Key Takeaways from the Analysis

  1. Differences in Problem-Solving Approaches:
    SWE-Agents handle multi-file issues differently compared to human SWEs, often focusing on resolving issues without strictly adhering to the gold standard of modifying the correct files.

    NOTE: It is plausible that the model-generated patches from SWE-Agents might, in some cases, surpass those created by human SWEs in terms of quality or efficiency.

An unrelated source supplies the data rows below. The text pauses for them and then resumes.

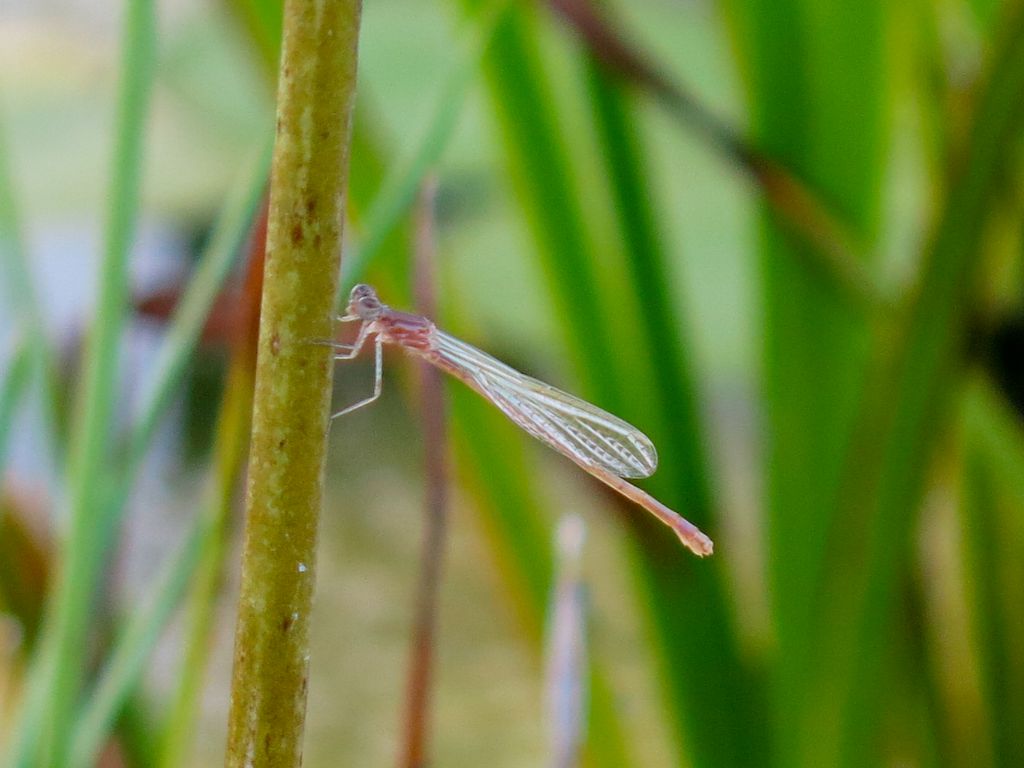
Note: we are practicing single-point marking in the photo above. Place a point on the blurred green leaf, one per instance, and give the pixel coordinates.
(58, 671)
(905, 412)
(993, 538)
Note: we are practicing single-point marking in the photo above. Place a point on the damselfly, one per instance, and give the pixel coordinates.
(603, 444)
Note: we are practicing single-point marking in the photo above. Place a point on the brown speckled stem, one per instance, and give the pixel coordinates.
(293, 381)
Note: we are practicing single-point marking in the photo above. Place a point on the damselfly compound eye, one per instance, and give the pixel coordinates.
(363, 302)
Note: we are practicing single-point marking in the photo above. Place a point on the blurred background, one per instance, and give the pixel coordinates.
(783, 239)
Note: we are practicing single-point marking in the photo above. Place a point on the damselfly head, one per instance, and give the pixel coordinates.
(364, 303)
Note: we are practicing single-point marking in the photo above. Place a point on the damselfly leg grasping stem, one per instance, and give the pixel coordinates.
(602, 444)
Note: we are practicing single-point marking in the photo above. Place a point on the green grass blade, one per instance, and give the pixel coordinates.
(699, 701)
(17, 373)
(993, 536)
(22, 296)
(907, 410)
(538, 159)
(231, 443)
(135, 642)
(816, 83)
(393, 202)
(228, 235)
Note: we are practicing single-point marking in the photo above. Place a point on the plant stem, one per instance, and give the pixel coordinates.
(435, 517)
(293, 382)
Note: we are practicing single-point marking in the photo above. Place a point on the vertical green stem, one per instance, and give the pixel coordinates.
(293, 379)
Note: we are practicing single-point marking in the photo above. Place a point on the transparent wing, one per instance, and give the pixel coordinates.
(571, 426)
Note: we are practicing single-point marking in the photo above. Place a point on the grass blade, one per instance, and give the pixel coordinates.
(906, 411)
(18, 373)
(57, 674)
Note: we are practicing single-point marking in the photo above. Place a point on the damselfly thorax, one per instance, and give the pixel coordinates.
(601, 443)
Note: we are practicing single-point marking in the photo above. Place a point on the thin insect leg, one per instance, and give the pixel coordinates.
(378, 378)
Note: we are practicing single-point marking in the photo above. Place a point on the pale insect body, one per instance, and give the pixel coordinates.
(603, 444)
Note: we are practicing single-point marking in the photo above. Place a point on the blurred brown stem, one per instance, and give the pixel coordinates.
(435, 518)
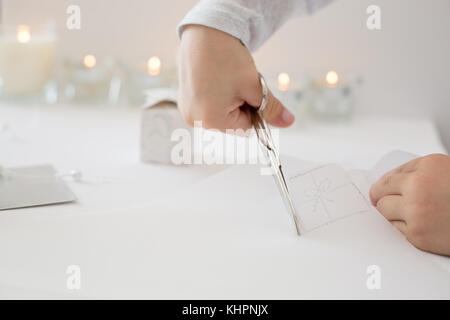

    • However, this hypothesis remains to be validated through a thorough review by a Subject Matter Expert (such as the GitHub repository maintainer) for the specific library or codebase.
    • Such an expert review could provide critical insights into the suitability and maintainability of the model-generated patches, helping to assess their long-term value compared to human contributions.
  2. Benchmark Limitations:
    The benchmark does not enforce requirements for SWE-Agents to make changes in the appropriate locations, which is crucial for ensuring maintainable and robust code over the long term.

Implications

If these model-generated patches were submitted as pull requests, many would likely need significant adjustments to modify the appropriate files. This step is essential to align with real-world software engineering practices and to produce code that is easier to maintain and extend.

Conclusion

The analysis highlights a gap between achieving benchmark success and adhering to real-world software engineering best practices, underscoring the need for benchmarks that better reflect practical requirements and long-term code maintainability.